SQLCommon Mistakes to Avoid

Common Mistakes to Avoid

Most SQL bugs aren't exotic — they're the same handful of gotchas showing up again and again, often because the mistake looks perfectly reasonable at first glance. This page is a quick reference to the ones that trip people up most often, so you can recognize them before they cause a problem instead of after.

Mistake

Why it hurts

Forgetting WHERE on UPDATE/DELETE

Without a WHERE clause, the statement applies to every row in the table — a one-word omission can wipe out or overwrite an entire table.

Using = NULL instead of IS NULL

NULL represents "unknown," and comparing anything to it with = also returns unknown (treated as false) rather than true — column = NULL never matches any row, even NULL ones. Use IS NULL / IS NOT NULL.

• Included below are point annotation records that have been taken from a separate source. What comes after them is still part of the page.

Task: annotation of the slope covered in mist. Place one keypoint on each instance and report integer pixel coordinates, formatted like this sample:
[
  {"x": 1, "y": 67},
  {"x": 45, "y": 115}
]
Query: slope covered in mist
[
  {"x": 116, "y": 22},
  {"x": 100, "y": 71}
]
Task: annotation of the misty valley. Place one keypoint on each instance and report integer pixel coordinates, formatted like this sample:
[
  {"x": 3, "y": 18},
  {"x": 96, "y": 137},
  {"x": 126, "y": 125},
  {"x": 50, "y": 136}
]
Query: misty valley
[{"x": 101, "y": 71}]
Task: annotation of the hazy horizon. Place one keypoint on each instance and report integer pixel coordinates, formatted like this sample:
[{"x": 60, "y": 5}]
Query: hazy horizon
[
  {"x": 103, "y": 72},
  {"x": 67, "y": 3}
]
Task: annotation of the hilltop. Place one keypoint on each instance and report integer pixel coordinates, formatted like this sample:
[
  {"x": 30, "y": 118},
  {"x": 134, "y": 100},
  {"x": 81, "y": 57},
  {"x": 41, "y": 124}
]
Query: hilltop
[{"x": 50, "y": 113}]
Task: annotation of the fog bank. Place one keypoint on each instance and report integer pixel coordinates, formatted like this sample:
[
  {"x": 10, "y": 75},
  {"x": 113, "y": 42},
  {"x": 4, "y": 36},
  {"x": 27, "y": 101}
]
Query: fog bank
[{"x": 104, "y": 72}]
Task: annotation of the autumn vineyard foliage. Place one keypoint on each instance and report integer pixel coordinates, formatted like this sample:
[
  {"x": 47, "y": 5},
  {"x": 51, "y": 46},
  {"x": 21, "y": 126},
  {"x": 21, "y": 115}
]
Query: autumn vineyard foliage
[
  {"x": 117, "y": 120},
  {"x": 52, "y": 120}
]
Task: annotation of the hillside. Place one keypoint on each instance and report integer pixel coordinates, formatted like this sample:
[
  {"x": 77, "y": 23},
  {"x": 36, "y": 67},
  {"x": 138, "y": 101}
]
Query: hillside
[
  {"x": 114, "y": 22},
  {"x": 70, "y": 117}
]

Confusing WHERE and HAVING

WHERE filters individual rows before grouping happens; HAVING filters groups after aggregation. Putting an aggregate condition like COUNT(*) > 5 in WHERE fails outright, and putting a plain row filter in HAVING works but is needlessly slower.

NOT IN with a list that contains NULL

If the subquery or list used with NOT IN produces even one NULL, the entire condition evaluates to unknown for every row, and the query returns no rows at all — a silent, confusing result. Prefer NOT EXISTS when NULLs are possible.

COUNT(*) vs COUNT(column)

COUNT(*) counts every row regardless of NULLs; COUNT(column) only counts rows where that specific column is not NULL. Using them interchangeably gives silently different, and sometimes wrong, totals.

Assuming SELECT * returns columns in a stable order

Column order is not a guaranteed contract — a later schema change can reorder or add columns, silently breaking code that reads results positionally instead of by name.

Building queries with string concatenation

Splicing user input directly into a SQL string opens the door to SQL injection and breaks on ordinary input like an apostrophe in a name. Always use parameterized queries.

Over-indexing or under-indexing

Too few indexes means slow lookups and full table scans on large tables; too many indexes slows down every INSERT/UPDATE/DELETE, since each index has to be maintained on every write.

Skipping transactions on multi-step operations

Running related statements independently means a failure partway through can leave data in an inconsistent state, with some changes applied and others not.

Ignoring EXPLAIN output

Assuming a query is fast because it "looks simple" instead of checking whether the planner is actually using an index — a missing index often only becomes visible in EXPLAIN, not in a quick manual test on a small table.

The NULL comparison trap, illustrated

This returns zero rows, even for rows where email really is NULL

SQL
SELECT * FROM users WHERE email = NULL;   -- always empty, this is wrong

SELECT * FROM users WHERE email IS NULL;  -- correct
The NOT IN with NULLs trap, illustrated

A single NULL in the subquery silences the whole query

SQL
-- if any refunded order has a NULL customer_id, this returns NO rows,
-- even for customers who clearly never appear in refunded_orders:
SELECT * FROM customers
WHERE id NOT IN (SELECT customer_id FROM refunded_orders);

-- NOT EXISTS does not have this problem:
SELECT * FROM customers c
WHERE NOT EXISTS (
  SELECT 1 FROM refunded_orders r WHERE r.customer_id = c.id
);
Most of these mistakes are silent
Notice that almost none of these produce an error message — they return a result that looks plausible but is subtly wrong, or in the case of a missing `WHERE`, a result that is dramatically wrong but only discovered after the damage is done. Testing on realistic data, using `SELECT` to verify before mutating, and checking `EXPLAIN` output are what catch these before they reach production.